Terrific guy, Jack. He’d be interested in meeting a young man like you. Of course I’m a registered Democrat, but we
have to learn to work with whoever’s in power....”
On the spot he offered me the job, which involved organizing conferences on drugs, unemployment, housing.
Facilitating dialogue, he called it. I declined his generous offer, deciding I needed a job closer to the streets. I spent
three months working for a Ralph Nader offshoot up in Harlem, trying to convince the minority students at City
College about the importance of recycling. Then a week passing out flyers for an assemblyman’s race in Brooklyn-the
candidate lost and I never did get paid.
In six months I was broke, unemployed, eating soup from a can. In search of some inspiration, I went to hear Kwame
Touré, formerly Stokely Carmichael of SNCC and Black Power fame, speak at Columbia.

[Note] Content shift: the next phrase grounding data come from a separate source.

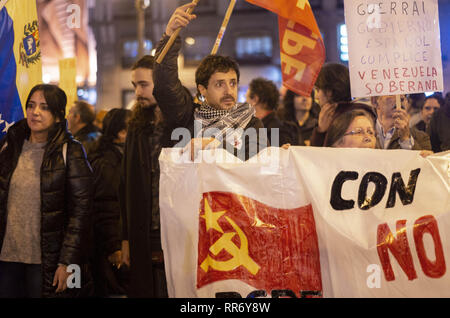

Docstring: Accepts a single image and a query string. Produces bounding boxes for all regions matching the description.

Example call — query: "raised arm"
[153,3,197,128]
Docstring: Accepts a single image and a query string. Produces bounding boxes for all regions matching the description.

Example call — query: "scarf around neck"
[193,102,255,143]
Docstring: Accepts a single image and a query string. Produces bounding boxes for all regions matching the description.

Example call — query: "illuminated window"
[235,36,272,63]
[122,39,153,68]
[183,36,214,64]
[338,24,348,62]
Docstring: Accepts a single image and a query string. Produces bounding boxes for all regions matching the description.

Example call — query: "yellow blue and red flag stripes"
[0,0,42,138]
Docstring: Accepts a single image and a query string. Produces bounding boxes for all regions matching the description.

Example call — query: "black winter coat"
[261,112,299,146]
[0,119,94,297]
[89,140,125,296]
[118,112,165,297]
[89,141,122,256]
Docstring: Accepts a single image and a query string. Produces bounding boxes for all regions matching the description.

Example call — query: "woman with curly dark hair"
[0,84,93,298]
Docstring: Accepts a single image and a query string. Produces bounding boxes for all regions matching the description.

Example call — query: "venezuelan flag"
[0,0,42,138]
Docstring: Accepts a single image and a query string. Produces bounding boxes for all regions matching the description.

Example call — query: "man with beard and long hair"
[153,3,267,162]
[118,55,168,297]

At the entrance to the
auditorium, two women, one black, one Asian, were selling Marxist literature and arguing with each other about
Trotsky’s place in history. Inside, Touré was proposing a program to establish economic ties between Africa and
Harlem that would circumvent white capitalist imperialism. At the end of his remarks, a thin young woman with
glasses asked if such a program was practical given the state of African economies and the immediate needs facing
black Americans. Touré cut her off in midsentence. “It’s only the brainwashing that you’ve received that makes
it impractical, sister,” he said. His eyes glowed inward as he spoke, the eyes of a madman or a saint. The woman
remained standing for several minutes while she was upbraided for her bourgeois attitudes. People began to file out.

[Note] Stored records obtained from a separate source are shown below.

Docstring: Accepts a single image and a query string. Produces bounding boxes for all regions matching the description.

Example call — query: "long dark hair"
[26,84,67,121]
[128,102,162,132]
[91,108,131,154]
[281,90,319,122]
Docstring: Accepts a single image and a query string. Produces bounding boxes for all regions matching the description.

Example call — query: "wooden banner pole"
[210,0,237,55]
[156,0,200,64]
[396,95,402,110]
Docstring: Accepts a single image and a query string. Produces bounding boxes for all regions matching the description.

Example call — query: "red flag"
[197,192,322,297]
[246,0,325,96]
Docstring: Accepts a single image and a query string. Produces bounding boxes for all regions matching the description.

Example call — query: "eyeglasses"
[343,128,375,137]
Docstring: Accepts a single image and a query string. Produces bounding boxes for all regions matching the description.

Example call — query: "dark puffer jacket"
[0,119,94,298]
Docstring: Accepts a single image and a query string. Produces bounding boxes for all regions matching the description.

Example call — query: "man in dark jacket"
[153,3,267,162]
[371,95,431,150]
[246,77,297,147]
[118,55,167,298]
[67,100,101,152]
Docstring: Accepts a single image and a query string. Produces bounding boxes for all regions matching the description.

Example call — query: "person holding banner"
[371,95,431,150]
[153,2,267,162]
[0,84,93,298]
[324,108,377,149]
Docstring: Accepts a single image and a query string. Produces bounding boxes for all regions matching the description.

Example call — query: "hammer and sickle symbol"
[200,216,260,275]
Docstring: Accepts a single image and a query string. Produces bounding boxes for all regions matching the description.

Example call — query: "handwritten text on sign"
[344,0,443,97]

Outside the auditorium, the two Marxists were now shouting at the top of their lungs.
“Stalinist pig!”
“Reformist bitch!”
It was like a bad dream. I wandered down Broadway, imagining myself standing at the edge of the Lincoln Memorial
and looking out over an empty pavilion, debris scattering in the wind. The movement had died years ago, shattered into
a thousand fragments. Every path to change was well trodden, every strategy exhausted. And with each defeat, even
those with the best of intentions could end up further and further removed from the struggles of those they purported to
serve.
Or just plain crazy. I suddenly realized that I was talking to myself in the middle of the street. People on their way
home from work were cutting a small arc around me, and I thought I recognized a couple of Columbia classmates in the
crowd, their suit jackets thrown over their shoulders, carefully avoiding my glance.

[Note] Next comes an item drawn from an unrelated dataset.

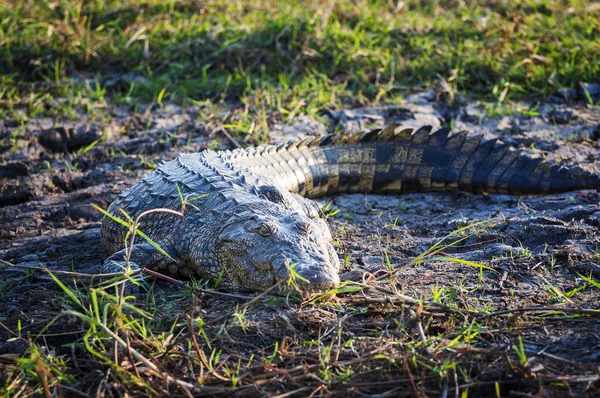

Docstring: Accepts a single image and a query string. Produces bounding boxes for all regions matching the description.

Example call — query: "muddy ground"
[1,92,599,396]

I had all but given up on organizing when I received a call from Marty Kaufman. He explained that he’d started an
organizing drive in Chicago and was looking to hire a trainee. He’d be in New York the following week and suggested
that we meet at a coffee shop on Lexington.
His appearance didn’t inspire much confidence. He was a white man of medium height wearing a rumpled suit over a
pudgy frame. His face was heavy with two-day-old whiskers; behind a pair of thick, wire-rimmed glasses, his eyes
seemed set in a perpetual squint. As he rose from the booth to shake my hand, he spilled some tea on his shirt.
“So,” Marty said, dabbing the stain with a paper napkin. “Why does somebody from Hawaii want to be an organizer?”
I sat down and told him a little bit about myself.
“Hmmph.” He nodded, taking notes on a dog-eared legal pad. “You must be angry about something.”